Golden Globe winner and star of the hit crime series "Luther," Idris Elba, recently spoke to Esquire UK about his views on race and the entertainment industry. In the interview, published Wednesday, Elba shared his thoughts on the "obsession" with race and how it can hinder personal growth and aspirations.
The Power of Language: Rejecting Racial Labels
Elba, best known for his role as Stringer Bell in the HBO series "The Wire" and DCI John Luther in the BBC series "Luther," spoke out against the labeling of individuals based on their skin color.
"I stopped describing myself as a Black actor when I realized it put me in a box," he said. "Our skin is no more than that: it's just skin." The actor believes that the focus on differences between races is limiting and that instead, we should focus on the similarities between individuals. "If we spent half the time not talking about the differences but the similarities between us, the entire planet would have a shift in the way we deal with each other," Elba said.
Racism: An Inevitable Reality
Elba acknowledges that racism is a reality, but that it only holds as much power as an individual allows it to. "Racism is very real, but it's only as powerful as you allow it to be," he said.

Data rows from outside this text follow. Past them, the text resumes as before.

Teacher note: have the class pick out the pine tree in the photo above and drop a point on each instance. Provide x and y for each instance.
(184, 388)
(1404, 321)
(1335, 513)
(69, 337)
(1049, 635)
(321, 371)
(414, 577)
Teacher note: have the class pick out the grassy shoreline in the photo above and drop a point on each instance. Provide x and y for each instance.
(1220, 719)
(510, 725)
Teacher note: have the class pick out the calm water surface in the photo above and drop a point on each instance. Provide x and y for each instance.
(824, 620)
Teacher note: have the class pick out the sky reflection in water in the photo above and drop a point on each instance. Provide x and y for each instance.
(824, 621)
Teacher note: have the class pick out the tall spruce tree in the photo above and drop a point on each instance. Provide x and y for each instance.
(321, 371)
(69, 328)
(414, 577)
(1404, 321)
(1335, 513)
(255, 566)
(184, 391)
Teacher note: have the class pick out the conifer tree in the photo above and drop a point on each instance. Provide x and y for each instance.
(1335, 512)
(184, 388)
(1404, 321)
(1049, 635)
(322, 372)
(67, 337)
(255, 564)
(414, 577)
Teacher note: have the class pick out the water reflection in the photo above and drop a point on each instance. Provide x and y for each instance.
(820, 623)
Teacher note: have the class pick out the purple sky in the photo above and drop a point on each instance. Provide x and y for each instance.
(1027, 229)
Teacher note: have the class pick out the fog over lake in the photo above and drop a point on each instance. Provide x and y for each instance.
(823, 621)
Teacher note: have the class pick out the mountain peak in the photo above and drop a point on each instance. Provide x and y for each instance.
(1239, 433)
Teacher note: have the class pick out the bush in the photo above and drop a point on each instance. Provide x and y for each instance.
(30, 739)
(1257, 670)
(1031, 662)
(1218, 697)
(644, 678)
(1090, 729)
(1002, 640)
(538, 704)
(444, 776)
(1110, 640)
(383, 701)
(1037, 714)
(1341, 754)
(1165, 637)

Pursuing a Passion, Not Breaking Barriers
Elba shared that his reasons for pursuing a career in entertainment were rooted in his passion for the profession, not his identity as a Black man. "I did it because I thought that's a great profession and I could do a good job at it," he explained.
"As you get up the ladder, you get asked what it's like to be the first Black to do this or that. Well, it's the same as it would be if I were white. It's the first time for me. I don't want to be the first Black. I'm the first Idris." Elba can next be seen in the upcoming Netflix film, "Luther: The Fallen Sun," the big screen follow-up to the popular crime series "Luther." The film is set to hit theaters on February 24th.
Idris Elba's views on race and the entertainment industry serve as a reminder that individuals should not be defined by their skin color, but rather by their passions, talents, and aspirations.